Все у меня сводится к тому, как бы не слишком гнусно закончить собственную жизнь, как бы кое-что еще успеть передать потомству, дабы оно продолжало несть тот факел, который поручен мне, тебе и всем тем, кто в силу воспитания и быта, сложившихся в иные, более счастливые времена, оказались достойными получить этот факел в руки…

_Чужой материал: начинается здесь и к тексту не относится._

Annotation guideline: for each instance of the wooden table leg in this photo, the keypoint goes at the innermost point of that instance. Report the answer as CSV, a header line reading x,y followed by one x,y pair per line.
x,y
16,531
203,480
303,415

Для той России, которую мы не перестаем любить духом и сердцем, этот факел может оказаться полезным, если его пламя будет сохранять хотя бы волю ее предков. Напротив, если бы мы совершили чудовищную ошибку и понесли бы его туда, то там он погас бы неминуемо, задушенный такой строго разработанной системой лжи, против которой нет средств бороться…»

Что пользы даже в самых замечательных письмах? После долгих колебаний Николай Бенуа приехал с театром Ла Скала в Москву (в 1964 г.), работал в Большом театре в 1965 и 1978 гг., а умер еще десять лет спустя в Милане.

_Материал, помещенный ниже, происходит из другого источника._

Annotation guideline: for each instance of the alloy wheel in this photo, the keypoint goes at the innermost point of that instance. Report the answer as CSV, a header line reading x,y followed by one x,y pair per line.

С 1910 г. жил в Париже вместе с женой Маргаритой архитектор и акварелист Альберт Александрович Бенуа-Контский. Это он проектировал, а потом вместе с супругой расписывал в 1939 г. церковь Успения Божьей Матери на русском кладбище Сен-Женевьев-де-Буа (где они с женой и похоронены), писал иконы и фрески для других русских церквей зарубежья, в том числе и кафедрального собора Александра Невского в Париже.

После окончательного переселения в Париж и работы над оформлением «Лекаря поневоле» столпу «Мира искусства» и Русских сезонов Александру Николаевичу Бенуа больше не пришлось участвовать в оформлении

и постановке дягилевских спектаклей. Однако он (в отличие от Бакста) не порвал отношений с Дягилевым. Бенуа еще и в 1905 г. знал, что от Дягилева нельзя ждать «верности» («Надеяться на то, что Сергей заступится за отсутствующего друга, я, зная по опыту его обыкновения, не мог»). Тем не менее, о последних годах Дягилева и своих с ним парижских встречах Бенуа писал в своих мемуарах с нежностью и с сочувствием, вынося, впрочем, довольно жесткий приговор некоторым из поздних дягилевских постановок:

«… позднейшие дягилевские балеты меня иногда радовали, но чаще огорчали — все той же чертой «эпатирования во что бы то ни стало». Особенно же меня разгорячил пустяшный балетик «Chatte», имевший, однако, очень большой успех у публики и даже, пожалуй, способствовавший новому притоку поклонников «Balletes Russes»…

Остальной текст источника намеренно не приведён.